- La CNMC ha sancionado a tres influencers por incumplir la Ley General de Comunicación Audiovisual.
- Ibai Llanos, multado por no identificar publicidad de una marca de bebida en sus vídeos.
- Jordi Wild, sancionado por difundir combates extremos sin protección a menores.
- Nachter, multado por publicitar medicamentos antigripales sin los requisitos legales.
La Comisión Nacional de los Mercados y la Competencia (CNMC) ha impuesto sanciones económicas a tres conocidos creadores de contenido españoles por vulnerar la normativa audiovisual. Las multas, que oscilan entre los 568 y los 1.779 euros, afectan a Ibai Llanos, Jordi Wild y Nachter, y responden a infracciones relacionadas con la publicidad encubierta, la protección de menores y la promoción de medicamentos.
Las resoluciones, aprobadas el pasado 18 de junio y hechas públicas el 23 de julio, declaran acreditadas infracciones graves del artículo 158.31 de la Ley General de Comunicación Audiovisual. Los tres casos cuentan con el voto particular de un consejero y suponen un aviso para todo el sector de la influencia digital.
Ibai Llanos: multa por no identificar publicidad
El streamer Ibai Llanos ha sido sancionado con 710 euros, reducidos a 568 por pago anticipado, por no señalar claramente el carácter publicitario de una marca de bebida en varios vídeos publicados en la red social X. Los contenidos estaban vinculados a la presentación de los artistas de La Velada, el evento de boxeo que organiza anualmente. La CNMC considera que la integración de la marca no iba acompañada de una señalización suficiente que permitiera al espectador distinguir la comunicación comercial del contenido editorial. La falta de identificación clara de la publicidad es una infracción grave según la ley.

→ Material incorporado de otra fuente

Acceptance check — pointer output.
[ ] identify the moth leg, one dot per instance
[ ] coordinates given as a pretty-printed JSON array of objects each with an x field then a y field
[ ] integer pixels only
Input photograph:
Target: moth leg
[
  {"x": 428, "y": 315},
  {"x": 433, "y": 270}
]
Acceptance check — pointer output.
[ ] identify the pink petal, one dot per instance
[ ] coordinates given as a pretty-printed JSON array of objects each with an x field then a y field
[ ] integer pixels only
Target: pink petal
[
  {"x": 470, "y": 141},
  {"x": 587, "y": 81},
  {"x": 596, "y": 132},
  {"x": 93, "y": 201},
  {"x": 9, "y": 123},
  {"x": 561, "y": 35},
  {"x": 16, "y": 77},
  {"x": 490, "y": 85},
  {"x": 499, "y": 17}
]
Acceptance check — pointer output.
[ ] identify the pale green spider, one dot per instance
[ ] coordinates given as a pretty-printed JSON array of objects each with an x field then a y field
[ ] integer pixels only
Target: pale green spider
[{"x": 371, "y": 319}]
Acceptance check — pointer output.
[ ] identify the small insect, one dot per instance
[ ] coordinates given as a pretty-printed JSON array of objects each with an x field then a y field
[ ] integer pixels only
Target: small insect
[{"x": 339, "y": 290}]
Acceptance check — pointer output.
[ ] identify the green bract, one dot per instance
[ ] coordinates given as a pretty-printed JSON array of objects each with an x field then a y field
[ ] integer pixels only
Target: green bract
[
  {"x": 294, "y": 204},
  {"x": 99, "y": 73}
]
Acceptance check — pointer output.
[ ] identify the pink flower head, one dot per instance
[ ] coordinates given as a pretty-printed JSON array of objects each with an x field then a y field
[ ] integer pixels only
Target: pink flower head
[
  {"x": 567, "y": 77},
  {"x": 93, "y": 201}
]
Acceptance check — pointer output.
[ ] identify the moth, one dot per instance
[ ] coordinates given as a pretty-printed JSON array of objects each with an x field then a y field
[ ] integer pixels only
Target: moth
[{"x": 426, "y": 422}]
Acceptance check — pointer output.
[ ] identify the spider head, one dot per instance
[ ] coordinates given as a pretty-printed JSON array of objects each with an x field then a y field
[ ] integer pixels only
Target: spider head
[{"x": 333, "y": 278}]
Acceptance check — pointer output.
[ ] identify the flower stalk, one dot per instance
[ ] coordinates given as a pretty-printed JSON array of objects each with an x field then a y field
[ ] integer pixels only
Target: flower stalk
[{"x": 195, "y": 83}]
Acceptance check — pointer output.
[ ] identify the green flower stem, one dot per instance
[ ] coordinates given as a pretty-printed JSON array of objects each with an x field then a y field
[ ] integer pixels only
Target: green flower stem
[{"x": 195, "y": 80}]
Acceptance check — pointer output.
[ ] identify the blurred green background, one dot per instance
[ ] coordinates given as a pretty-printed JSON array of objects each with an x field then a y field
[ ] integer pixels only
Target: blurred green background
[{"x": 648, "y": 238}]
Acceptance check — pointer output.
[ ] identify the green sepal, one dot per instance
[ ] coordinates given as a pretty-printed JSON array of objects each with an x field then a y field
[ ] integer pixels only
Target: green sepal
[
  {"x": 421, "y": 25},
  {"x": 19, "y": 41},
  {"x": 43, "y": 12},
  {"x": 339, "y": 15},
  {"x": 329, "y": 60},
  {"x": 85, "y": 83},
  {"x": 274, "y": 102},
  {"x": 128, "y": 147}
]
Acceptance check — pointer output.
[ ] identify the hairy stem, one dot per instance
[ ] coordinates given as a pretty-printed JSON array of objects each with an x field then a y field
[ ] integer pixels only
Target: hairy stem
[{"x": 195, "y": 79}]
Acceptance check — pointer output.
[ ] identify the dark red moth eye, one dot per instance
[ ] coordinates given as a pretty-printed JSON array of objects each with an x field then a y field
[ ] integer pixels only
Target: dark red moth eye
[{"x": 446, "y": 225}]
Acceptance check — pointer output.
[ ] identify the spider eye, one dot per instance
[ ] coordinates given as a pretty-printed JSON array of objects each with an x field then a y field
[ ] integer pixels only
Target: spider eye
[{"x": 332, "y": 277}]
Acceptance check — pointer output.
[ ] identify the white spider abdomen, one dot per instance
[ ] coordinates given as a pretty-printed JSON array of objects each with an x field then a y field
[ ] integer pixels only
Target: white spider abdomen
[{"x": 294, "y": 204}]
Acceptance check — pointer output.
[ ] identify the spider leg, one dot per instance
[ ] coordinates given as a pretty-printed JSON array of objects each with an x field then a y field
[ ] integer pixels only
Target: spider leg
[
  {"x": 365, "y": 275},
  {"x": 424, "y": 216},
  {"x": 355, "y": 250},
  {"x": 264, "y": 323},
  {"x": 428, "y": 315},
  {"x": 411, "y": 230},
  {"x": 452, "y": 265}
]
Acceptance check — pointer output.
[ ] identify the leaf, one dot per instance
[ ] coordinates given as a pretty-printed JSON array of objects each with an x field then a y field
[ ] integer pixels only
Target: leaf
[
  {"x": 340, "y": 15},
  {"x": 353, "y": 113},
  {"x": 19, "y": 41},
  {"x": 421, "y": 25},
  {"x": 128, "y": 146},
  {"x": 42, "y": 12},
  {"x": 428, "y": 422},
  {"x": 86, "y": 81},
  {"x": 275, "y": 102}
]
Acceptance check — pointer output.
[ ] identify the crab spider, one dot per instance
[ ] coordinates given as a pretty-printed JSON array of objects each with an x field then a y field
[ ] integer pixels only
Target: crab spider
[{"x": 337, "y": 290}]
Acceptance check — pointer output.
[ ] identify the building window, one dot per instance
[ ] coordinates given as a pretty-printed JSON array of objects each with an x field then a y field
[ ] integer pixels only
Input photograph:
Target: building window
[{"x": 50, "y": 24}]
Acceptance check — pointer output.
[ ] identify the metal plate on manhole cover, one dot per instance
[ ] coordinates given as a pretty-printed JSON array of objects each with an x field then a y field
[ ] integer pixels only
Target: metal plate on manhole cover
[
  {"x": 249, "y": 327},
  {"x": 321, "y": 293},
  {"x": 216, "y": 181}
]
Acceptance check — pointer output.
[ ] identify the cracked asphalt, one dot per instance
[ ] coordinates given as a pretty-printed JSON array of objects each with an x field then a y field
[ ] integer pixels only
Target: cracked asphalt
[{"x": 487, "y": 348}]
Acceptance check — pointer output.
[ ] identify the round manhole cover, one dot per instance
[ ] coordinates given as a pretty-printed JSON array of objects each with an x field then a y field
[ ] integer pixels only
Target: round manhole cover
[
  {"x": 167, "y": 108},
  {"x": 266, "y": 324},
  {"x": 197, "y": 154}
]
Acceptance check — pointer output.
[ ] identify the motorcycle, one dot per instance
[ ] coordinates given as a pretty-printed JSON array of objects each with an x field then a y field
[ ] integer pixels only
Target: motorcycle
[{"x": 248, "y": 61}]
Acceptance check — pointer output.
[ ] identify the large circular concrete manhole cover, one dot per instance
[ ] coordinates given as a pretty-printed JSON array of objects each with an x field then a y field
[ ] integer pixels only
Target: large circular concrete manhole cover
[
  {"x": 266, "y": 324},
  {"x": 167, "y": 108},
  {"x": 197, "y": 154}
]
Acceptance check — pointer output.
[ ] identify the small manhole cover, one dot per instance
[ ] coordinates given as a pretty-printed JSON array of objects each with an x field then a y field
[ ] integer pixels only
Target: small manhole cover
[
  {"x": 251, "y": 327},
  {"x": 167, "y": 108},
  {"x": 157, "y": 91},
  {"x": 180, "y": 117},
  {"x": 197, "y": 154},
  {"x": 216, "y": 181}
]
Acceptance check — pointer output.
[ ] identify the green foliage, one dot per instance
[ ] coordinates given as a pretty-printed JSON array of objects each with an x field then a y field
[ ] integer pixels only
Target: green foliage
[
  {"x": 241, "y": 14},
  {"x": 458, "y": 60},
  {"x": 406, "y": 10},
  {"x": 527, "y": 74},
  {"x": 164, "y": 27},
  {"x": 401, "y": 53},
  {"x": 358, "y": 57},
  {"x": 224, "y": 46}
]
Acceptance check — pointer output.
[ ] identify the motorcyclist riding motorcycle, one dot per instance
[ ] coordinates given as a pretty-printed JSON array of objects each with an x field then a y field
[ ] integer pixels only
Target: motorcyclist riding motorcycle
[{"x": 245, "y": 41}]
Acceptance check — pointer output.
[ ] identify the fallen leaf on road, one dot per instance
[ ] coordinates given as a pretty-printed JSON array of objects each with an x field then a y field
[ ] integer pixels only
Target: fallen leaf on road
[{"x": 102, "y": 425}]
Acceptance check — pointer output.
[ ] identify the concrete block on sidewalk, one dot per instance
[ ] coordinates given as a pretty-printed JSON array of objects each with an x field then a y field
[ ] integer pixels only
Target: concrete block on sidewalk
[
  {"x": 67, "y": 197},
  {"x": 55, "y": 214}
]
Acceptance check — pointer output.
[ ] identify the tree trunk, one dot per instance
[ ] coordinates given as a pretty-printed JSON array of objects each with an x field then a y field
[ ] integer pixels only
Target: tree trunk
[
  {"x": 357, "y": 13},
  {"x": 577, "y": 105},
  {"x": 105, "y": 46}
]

El propio Ibai reconoció el error en su momento, explicando que no incluyó la etiqueta #publi en las publicaciones. La CNMC recuerda que la obligación de identificar la publicidad es especialmente importante cuando la promoción se integra dentro del contenido habitual, ya que el usuario debe poder saber de forma sencilla si está ante un mensaje comercial.
Jordi Wild: sanción por contenidos sin protección a menores

El creador de contenido Jordi Wild ha recibido una multa de 1.543,44 euros, reducida a 1.241,95 por pago anticipado, por difundir en sus canales de YouTube combates de contacto extremo del evento Dogfight Wild Tournament sin la calificación por edades ni las advertencias obligatorias. La CNMC considera que la falta de medidas para proteger a los menores limita la eficacia de los sistemas de control parental, ya que estos dependen de que el contenido esté correctamente identificado.
La resolución señala que los vídeos debían haber activado los mecanismos de restricción de acceso disponibles en la plataforma. La responsabilidad de clasificar el contenido recae en el creador, que conoce mejor que nadie la naturaleza de lo que publica.
Nachter: multa por publicidad irregular de medicamentos
El influencer Nachter ha sido sancionado con 1.779,94 euros, reducidos a 1.067,96 tras reconocer su responsabilidad y pagar anticipadamente, por promocionar medicamentos antigripales en sus perfiles de Instagram y Facebook sin respetar los requisitos legales. La CNMC acredita que la publicidad de medicamentos debe cumplir exigencias específicas, como identificar claramente el carácter publicitario, incluir información esencial para un uso correcto y advertir sobre la necesidad de leer el prospecto o consultar al farmacéutico.
La normativa busca proteger a los consumidores y evitar que la promoción de fármacos pueda inducir a error o fomentar un uso inadecuado. La imagen de cercanía del influencer no puede sustituir el consejo sanitario, advierte el regulador.
Estas tres sanciones, aunque de cuantía modesta, envían un mensaje claro a todo el ecosistema de la influencia digital: la actividad profesional de los creadores de contenido conlleva responsabilidades legales equiparables a las de los medios tradicionales. La CNMC ha dejado claro que no basta con confiar en las etiquetas automáticas de las plataformas, sino que la transparencia publicitaria y la protección de los menores y la salud son exigencias ineludibles. El organismo ya ha iniciado requerimientos a otros influencers y refuerza su vigilancia con herramientas tecnológicas, lo que anticipa un mayor control en el futuro.